U.S. Rep. Richard Hanna (R-NY) is supporting the Pilot's Bill of Rights introduced by U.S. Rep. Sam Graves (R-MO) in an effort to improve communication between general aviation pilots, the Federal Aviation Administration (FAA), and the National Transportation Safety Board (NTSB) and protect the rights of private pilots.
Hanna, who is a pilot and a co-sponsor of H.R. 3816, said the legislation provides needed due process protections to pilots during FAA enforcement proceedings. When the FAA currently investigates a flight, the pilot in question is denied access to much of the information and is often not notified if he or she is the subject of an investigation. H.R. 3816 would change this and instruct the FAA to work with pilots so they are fully aware of their options and have access to all relevant materials.
"As a pilot, I know how difficult it is for pilots to understand what's going on when something goes wrong," Hanna said. "The lack of communication and information presents a real safety concern for everyone using the airspace. This is a long-overdue measure that can be implemented to improve safety for everyone who is flying.
"I appreciate working with my colleague, friend and fellow pilot, Rep. Sam Graves, on aviation issues," Hanna added. "Rep. Graves' experience is invaluable and I appreciate his leadership on this issue."

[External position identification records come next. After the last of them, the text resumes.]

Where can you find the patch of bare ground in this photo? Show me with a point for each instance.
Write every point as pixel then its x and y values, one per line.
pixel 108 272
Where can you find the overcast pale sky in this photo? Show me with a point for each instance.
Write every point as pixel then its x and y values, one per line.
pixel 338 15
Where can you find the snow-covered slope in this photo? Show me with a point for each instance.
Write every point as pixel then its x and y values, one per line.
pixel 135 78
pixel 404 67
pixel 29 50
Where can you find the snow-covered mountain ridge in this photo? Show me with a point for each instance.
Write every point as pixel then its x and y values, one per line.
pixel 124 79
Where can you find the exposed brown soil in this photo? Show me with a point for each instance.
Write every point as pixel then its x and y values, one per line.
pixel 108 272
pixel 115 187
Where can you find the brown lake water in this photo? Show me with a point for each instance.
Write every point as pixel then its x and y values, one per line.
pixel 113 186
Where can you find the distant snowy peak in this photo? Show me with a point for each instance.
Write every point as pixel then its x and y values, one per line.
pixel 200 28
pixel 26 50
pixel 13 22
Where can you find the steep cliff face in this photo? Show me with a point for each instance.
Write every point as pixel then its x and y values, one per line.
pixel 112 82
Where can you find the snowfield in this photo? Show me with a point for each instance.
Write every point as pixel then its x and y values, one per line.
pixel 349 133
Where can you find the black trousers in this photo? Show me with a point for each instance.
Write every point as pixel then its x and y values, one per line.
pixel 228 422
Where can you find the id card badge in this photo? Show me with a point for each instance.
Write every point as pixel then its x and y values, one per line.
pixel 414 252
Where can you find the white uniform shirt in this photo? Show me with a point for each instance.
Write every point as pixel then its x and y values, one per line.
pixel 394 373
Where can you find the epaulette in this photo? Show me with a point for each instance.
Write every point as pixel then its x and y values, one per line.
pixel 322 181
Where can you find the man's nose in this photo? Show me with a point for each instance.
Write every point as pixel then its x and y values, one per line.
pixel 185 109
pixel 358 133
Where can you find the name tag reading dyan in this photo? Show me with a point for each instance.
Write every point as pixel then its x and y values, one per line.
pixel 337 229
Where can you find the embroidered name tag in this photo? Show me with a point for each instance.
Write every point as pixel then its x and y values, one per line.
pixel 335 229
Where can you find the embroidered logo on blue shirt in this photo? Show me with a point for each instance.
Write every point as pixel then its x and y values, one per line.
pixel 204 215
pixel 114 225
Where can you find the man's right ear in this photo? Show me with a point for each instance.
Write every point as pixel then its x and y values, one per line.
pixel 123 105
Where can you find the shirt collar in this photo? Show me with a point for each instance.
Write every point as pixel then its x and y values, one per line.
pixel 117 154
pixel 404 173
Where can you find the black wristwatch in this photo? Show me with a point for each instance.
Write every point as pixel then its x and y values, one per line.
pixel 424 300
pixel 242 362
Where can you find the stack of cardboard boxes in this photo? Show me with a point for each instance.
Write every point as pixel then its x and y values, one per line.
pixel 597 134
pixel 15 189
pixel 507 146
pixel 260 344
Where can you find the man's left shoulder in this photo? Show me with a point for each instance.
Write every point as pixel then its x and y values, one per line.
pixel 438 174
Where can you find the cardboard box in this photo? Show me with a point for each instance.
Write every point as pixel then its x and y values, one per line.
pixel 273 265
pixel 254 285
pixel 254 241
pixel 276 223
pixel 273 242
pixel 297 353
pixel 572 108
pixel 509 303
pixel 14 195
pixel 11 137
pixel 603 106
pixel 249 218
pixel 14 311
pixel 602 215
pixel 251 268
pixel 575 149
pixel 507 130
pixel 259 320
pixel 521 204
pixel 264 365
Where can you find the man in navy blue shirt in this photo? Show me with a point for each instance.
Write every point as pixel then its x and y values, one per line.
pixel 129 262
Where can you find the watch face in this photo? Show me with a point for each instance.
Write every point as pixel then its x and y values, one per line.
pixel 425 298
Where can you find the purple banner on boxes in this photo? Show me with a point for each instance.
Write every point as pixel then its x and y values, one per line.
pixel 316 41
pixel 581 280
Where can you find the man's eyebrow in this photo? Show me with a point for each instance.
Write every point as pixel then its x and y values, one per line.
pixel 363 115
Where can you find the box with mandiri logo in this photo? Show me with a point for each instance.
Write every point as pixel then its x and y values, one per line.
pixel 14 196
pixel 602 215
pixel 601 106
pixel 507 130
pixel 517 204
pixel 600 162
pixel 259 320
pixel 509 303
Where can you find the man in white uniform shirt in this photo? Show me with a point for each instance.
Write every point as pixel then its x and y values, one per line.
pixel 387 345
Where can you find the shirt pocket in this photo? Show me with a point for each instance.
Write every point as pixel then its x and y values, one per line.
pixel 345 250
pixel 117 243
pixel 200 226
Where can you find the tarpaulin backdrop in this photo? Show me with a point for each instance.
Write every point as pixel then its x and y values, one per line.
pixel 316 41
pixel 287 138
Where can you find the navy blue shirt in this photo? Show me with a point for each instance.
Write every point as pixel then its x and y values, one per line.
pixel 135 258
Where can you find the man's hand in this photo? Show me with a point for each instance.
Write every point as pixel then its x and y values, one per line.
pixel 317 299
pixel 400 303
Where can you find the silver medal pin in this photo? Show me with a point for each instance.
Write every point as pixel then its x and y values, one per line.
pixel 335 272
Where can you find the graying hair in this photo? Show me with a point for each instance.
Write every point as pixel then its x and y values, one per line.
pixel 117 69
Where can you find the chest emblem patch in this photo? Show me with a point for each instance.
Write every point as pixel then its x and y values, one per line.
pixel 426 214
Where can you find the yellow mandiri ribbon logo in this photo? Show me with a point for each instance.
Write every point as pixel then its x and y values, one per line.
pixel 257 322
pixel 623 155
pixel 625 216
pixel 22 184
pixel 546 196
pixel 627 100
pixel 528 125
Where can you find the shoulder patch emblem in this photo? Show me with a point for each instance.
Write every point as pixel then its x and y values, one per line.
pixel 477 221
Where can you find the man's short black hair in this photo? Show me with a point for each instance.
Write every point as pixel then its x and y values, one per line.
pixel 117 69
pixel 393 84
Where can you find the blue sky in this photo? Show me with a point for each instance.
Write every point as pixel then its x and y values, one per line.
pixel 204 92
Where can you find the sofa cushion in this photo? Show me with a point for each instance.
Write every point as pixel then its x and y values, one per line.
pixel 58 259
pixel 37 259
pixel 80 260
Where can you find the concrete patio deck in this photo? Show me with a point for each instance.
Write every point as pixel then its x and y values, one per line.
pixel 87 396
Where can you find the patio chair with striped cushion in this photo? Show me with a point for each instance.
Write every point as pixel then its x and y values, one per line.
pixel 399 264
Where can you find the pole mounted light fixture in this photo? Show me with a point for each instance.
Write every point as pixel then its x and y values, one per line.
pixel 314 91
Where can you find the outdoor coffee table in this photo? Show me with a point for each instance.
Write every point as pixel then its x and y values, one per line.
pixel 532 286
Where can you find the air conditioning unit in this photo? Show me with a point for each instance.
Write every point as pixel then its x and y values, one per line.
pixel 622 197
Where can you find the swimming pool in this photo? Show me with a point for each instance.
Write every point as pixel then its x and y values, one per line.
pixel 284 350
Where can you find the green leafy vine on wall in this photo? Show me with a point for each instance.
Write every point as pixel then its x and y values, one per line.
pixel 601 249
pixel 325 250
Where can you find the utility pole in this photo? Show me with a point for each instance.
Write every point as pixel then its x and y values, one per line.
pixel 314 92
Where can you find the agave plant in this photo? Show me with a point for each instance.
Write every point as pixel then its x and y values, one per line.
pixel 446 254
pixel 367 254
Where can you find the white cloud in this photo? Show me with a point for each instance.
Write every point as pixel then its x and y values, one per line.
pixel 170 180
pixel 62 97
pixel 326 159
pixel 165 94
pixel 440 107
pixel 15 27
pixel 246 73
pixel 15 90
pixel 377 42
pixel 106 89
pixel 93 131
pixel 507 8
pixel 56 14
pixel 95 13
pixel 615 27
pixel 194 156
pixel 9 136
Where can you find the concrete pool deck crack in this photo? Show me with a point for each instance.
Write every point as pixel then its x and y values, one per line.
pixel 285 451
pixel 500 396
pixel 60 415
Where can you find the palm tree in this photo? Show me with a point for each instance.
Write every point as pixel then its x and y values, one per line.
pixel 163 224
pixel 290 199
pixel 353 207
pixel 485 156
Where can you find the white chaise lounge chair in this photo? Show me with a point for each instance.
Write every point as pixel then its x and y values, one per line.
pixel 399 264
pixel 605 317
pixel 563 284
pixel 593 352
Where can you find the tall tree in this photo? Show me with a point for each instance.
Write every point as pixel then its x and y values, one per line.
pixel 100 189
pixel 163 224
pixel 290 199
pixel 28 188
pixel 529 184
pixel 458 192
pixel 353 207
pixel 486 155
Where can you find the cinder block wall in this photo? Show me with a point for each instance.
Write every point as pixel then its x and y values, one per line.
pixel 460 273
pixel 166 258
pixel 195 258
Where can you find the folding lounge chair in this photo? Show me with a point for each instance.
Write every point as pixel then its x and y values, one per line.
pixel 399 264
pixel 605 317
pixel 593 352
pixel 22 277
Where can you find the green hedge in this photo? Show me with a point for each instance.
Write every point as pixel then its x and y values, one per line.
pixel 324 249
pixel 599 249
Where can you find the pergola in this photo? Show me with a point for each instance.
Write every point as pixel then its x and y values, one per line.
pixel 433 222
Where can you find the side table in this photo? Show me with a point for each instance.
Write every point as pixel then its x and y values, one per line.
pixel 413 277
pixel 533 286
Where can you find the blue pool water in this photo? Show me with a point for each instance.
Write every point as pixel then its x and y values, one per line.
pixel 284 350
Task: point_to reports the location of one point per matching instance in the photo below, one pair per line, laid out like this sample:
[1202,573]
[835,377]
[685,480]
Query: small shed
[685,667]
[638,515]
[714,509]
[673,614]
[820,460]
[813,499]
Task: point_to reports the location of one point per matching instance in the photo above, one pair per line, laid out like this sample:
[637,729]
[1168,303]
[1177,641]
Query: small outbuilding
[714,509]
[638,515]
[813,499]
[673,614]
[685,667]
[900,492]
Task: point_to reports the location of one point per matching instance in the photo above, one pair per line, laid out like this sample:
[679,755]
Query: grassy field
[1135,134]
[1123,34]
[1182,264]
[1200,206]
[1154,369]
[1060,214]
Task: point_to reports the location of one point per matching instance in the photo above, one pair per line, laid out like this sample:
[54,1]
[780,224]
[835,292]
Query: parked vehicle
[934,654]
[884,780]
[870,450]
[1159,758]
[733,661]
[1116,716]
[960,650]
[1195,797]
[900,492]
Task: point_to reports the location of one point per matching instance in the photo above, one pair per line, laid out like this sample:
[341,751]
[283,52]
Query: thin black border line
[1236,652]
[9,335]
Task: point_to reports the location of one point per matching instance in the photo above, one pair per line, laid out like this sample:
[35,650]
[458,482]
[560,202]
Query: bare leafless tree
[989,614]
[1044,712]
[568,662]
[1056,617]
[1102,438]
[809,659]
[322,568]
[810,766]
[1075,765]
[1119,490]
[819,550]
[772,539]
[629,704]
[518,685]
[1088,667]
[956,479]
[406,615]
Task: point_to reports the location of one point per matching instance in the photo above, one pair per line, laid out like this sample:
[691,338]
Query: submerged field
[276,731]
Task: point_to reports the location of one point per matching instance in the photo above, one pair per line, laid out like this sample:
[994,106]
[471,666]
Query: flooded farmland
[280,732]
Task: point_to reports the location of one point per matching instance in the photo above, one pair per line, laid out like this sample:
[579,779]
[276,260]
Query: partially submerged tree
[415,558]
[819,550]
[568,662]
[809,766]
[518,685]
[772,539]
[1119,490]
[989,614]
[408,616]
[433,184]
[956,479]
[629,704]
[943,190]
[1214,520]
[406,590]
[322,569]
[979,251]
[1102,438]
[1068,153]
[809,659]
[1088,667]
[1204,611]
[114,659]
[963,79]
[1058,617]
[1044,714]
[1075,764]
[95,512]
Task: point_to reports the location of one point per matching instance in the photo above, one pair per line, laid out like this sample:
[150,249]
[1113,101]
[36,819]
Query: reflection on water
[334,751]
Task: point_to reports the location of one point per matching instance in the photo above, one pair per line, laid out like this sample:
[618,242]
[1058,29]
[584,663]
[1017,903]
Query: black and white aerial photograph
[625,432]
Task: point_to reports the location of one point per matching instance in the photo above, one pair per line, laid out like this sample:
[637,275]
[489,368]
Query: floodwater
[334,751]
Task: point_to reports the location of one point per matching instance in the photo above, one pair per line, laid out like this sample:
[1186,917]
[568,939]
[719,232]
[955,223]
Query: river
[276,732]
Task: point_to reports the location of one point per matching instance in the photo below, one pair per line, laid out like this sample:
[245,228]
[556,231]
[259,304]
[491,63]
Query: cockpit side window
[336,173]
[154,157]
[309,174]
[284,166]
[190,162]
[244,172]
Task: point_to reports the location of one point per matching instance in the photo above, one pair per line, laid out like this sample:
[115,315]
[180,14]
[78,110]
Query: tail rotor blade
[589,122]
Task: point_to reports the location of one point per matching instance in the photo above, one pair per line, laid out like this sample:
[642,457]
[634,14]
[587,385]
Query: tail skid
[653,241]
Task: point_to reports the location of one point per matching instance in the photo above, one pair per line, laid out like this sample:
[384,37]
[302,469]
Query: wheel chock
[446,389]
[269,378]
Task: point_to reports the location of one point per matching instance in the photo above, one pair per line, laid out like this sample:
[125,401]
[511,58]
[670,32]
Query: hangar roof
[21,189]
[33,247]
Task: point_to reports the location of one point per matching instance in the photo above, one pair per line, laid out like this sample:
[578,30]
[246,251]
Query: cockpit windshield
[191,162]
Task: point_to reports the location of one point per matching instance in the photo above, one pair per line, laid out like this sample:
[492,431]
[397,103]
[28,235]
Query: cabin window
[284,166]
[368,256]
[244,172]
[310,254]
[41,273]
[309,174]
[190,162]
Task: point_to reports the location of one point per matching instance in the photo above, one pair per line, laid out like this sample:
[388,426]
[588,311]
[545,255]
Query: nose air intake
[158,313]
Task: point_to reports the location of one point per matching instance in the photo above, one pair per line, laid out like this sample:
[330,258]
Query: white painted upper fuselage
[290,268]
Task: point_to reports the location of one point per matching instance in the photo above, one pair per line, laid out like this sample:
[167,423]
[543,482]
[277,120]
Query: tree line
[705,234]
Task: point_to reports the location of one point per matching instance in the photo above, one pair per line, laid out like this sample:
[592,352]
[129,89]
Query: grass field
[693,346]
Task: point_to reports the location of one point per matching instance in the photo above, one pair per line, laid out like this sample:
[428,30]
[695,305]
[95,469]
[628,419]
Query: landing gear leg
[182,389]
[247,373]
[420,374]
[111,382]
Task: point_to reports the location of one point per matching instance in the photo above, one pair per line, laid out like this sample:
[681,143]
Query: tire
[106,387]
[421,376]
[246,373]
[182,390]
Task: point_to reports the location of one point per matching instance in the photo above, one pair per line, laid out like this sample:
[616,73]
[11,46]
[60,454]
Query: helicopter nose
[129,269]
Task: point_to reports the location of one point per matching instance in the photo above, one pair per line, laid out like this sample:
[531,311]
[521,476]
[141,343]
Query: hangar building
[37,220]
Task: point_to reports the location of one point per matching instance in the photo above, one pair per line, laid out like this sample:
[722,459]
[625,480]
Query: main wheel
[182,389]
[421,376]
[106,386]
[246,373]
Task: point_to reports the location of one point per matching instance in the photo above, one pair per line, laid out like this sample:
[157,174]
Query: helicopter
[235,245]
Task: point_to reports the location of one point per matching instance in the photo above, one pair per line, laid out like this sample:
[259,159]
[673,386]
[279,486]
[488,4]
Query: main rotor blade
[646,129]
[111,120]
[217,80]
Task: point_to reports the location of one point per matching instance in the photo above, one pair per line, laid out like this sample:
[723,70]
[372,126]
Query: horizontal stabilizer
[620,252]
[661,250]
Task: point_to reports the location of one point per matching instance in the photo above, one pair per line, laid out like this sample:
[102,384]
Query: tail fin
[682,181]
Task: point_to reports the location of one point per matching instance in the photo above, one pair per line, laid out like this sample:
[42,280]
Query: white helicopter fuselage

The Pilot's Bill of Rights also requires the FAA to create a "Notice to Airmen (NOTAM) Improvement Program," to provide critical safety information to pilots and make that information more readily available and accessible. Information would include unanticipated or temporary changes to the national airspace, including potential hazards, until new charts are published.
In addition, H.R. 3816 would make Flight Service Station Briefings available to the public through a Freedom of Information Act request. It makes little sense that this information is only accessible through a court subpoena.
The Pilot's Bill of Rights also provides a much needed review of the cumbersome and outdated FAA medical certification process. Specifically, it instructs the FAA to work with the general aviation industry to update the process and forms to reduce unintended errors that too often delay or prevent a pilot from obtaining his or her medical certification. Hanna said the current forms are unnecessarily complicated and often lead to unintentional mistakes that bog down the process.
The Pilot's Bill of Rights further adds an appeals process for pilot's who are denied airman's certificate or have them revoked with the NTSB or a United States Court.
This legislation has been endorsed by the Aircraft Owners and Pilots Association, Experimental Aircraft Association, Recreational Aviation Foundation and others.